WorkManager - Should we remove the default initializer, when we use both Default initialization and Custom initialization?

We introduced this lint rule in WorkManager 2.3.0-*. The problem we are trying to address with this Lint rule is that if you have both the WorkManagerInitializer ContentProvider and your Application subtype implements Configuration.Provider (for on-demand initialization) - the ContentProvider will always take precedence.

This might be unexpected, especially when you have additional Configuration which will not take effect because the ContentProvider always uses the default configuration.

All you really need to do is to remove the default provider. That way initialization will no longer be eager, but be on-demand.

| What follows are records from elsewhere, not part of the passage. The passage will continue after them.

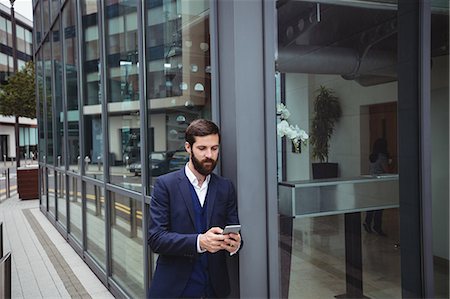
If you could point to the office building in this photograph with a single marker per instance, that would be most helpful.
(23, 49)
(119, 81)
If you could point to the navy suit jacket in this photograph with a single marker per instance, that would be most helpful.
(173, 236)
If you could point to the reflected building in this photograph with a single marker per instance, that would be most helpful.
(24, 50)
(119, 81)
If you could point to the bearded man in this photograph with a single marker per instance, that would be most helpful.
(188, 211)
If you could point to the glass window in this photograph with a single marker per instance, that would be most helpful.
(51, 192)
(127, 244)
(440, 144)
(95, 223)
(178, 78)
(71, 71)
(75, 206)
(338, 190)
(57, 95)
(61, 197)
(93, 137)
(48, 97)
(123, 94)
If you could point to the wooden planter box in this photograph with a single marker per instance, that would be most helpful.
(28, 183)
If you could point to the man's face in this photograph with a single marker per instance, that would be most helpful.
(204, 153)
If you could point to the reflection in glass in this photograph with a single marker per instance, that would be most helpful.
(61, 194)
(95, 223)
(309, 58)
(51, 192)
(48, 97)
(127, 244)
(123, 94)
(179, 88)
(70, 61)
(57, 95)
(440, 145)
(75, 208)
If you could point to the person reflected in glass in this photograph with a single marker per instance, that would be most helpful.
(379, 164)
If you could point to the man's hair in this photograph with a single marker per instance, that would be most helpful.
(200, 127)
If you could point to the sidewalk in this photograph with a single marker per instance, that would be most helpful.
(43, 263)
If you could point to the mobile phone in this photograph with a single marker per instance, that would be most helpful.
(231, 229)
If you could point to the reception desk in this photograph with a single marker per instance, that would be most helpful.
(348, 196)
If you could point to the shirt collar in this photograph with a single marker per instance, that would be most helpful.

Yes you need to remove the default work manager initializer as you did if you want to use on-demand initialization, so keep the following piece of code in your manifest:

<provider
   android:name="androidx.work.impl.WorkManagerInitializer"
   android:authorities="${applicationId}.workmanager-init"
   tools:node="remove" />

Also the above documentation clearly state that you should not be calling WorkManager.getInstance() (without the Context argument):

Note: If you call the deprecated no-parameter WorkManager.getInstance() method before WorkManager has been initialized, the method throws an exception. You should always use the WorkManager.getInstance(Context) method, even if you're not customizing WorkManager.

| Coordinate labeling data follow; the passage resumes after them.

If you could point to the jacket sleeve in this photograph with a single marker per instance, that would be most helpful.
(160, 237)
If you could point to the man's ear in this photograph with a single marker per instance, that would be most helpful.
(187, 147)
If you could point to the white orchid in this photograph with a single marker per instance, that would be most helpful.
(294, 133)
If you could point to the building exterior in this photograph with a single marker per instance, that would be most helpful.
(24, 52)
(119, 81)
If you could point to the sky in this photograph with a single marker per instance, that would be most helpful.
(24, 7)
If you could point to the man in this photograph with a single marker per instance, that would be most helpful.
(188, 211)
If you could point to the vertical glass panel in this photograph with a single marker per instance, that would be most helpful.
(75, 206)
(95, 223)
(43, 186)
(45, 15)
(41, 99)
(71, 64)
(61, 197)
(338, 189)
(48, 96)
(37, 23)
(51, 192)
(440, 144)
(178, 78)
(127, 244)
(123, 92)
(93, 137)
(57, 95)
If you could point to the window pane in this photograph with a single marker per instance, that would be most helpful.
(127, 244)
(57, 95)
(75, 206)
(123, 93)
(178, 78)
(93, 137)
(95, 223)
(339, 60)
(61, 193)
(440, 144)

After looking at the androix/work changelog you will see that a new feature was added in version 2.3.0-beta02:

  • Added a lint rule which ensures that the content provider androidx.work.impl.WorkManagerInitializer is removed from the AndroidManifest.xml when using on demand initialization. (aosp/1167007)

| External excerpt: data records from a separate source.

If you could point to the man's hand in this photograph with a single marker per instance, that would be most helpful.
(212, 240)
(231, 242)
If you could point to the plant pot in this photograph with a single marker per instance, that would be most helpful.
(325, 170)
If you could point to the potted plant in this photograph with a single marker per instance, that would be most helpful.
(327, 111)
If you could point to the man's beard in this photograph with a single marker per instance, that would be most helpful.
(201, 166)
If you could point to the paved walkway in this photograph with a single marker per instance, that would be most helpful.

The reason why you have this error after upgrading from version 2.2.0 to 2.3.0.rc1 is because, the android team added a RemoveWorkManagerInitializerDetector that would throw the exception you got in the following pull request at build time.

Now about the source code, I suggest you tight the getWorkManager method to the application directly like below:

import androidx.annotation.NonNull;
import androidx.work.Configuration;
import androidx.work.WorkManager;

public class App extends MultiDexApplication implements Configuration.Provider {
    private static App APP_INSTANCE;

    @Override
    public void onCreate() {
        super.onCreate();
        APP_INSTANCE = this;
    }

    public static App getInstance() {
        return APP_INSTANCE;
    }

    @NonNull
    @Override
    public Configuration getWorkManagerConfiguration() {
        return new Configuration.Builder()
                .build();
    }

    public static WorkManager getWorkManager() {
        return WorkManager.getInstance(APP_INSTANCE);
    }
}

And just call App.getWorkManager() whenever you need to in the app source code

You could do something equivalent for your ContentProvider if there is any.